The counter beat the neural net
2026-06-25 · win · experiment B
The question
The single most defensible claim in our vision is online learning without forgetting: learning from every sentence as it arrives, without a dense network smearing old knowledge under new. A transformer cannot do this. So we hunted for it first. Does a sparse, online, locally-updated learner avoid the catastrophic forgetting that sinks a dense gradient network, on text, at the same capacity?
What we tried
We streamed four distinct registers of English in sequence, Austen, then Shakespeare, then Darwin, then the King James Bible, one pass each, no going back. After each, we tested how well the model still predicted every register. We ran three learners: a dense network trained by gradient descent, our sparse design, and a plain counting model.
What happened
The forgetting we went looking for did not appear, and the reason was instructive. Four registers of English, at the character level, are nearly one stationary distribution. There was almost nothing to forget. Austen's cost even improved after the later registers, positive transfer, not interference. The test needs real task shift, which English-only-at-the-character-level does not provide.

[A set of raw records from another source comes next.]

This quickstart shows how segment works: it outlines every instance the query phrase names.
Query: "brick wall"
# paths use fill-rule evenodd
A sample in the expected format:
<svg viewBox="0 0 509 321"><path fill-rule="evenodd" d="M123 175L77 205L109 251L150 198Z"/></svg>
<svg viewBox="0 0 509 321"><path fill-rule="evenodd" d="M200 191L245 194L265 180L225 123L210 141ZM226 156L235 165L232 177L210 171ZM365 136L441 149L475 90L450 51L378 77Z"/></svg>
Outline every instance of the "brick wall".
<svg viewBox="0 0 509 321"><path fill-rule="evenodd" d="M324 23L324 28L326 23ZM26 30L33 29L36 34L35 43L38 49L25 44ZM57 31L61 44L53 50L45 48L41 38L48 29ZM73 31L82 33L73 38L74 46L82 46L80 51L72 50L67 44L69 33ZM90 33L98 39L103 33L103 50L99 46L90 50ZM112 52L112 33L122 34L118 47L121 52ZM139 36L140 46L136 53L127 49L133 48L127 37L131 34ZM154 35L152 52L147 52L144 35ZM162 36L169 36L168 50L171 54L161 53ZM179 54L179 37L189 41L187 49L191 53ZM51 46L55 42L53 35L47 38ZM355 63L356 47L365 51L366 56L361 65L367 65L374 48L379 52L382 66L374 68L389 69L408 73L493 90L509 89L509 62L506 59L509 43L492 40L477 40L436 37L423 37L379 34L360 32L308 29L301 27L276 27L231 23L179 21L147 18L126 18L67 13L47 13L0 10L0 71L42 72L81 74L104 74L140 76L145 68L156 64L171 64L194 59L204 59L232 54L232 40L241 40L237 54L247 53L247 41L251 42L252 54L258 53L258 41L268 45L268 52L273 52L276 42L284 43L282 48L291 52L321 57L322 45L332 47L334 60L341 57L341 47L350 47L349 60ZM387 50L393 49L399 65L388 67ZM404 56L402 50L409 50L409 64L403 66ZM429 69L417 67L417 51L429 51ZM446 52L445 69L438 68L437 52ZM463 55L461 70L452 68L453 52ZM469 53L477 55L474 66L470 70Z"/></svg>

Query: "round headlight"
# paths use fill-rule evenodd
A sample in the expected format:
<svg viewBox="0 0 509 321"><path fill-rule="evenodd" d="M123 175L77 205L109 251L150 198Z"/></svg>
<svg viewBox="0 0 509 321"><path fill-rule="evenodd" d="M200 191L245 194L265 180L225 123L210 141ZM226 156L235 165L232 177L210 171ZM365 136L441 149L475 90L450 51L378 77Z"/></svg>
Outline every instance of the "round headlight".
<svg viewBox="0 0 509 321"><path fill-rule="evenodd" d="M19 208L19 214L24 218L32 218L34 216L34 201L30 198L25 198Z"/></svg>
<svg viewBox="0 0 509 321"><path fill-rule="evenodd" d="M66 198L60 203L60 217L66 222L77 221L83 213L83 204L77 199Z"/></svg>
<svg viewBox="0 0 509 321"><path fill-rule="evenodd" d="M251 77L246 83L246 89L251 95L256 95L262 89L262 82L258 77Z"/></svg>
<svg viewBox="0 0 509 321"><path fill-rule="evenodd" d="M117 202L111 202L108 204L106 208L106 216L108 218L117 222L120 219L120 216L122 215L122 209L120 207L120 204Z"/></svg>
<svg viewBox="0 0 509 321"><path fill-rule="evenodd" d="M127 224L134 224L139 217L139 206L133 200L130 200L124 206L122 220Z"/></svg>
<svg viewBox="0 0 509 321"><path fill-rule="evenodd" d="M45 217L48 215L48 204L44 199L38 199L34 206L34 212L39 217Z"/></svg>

But a different result fell out, and it was the important one.
| learner | cost (bits per char) |
|---|---|
| dense gradient network | ~3.5 |
| sparse gradient network | ~3.5 |
| plain online counter | 2.3 |
The plain counting model beat both gradient networks, and it is online, never-forgetting, and needs no backprop by construction.
The lesson
The associative counter is a better predictor than the gradient nets, and it is online and non-forgetting for free. The north star and the better predictor turned out to be the same thing.
This is the result that chose our substrate. We stopped building gradient networks and committed to sparse-associative counting. The forgetting claim itself remains untested, because English-only gives nothing to forget. It waits for a setup with real task shift, and stays one of the live candidates for a genuine breakthrough.
Lineage
Grew from the start. This is where the substrate was chosen.
Led to everything downstream. The counting substrate grounds the online-only rule that every later experiment holds to.
Thread: the substrate. Counts beat gradients, and counts are online and non-forgetting for free.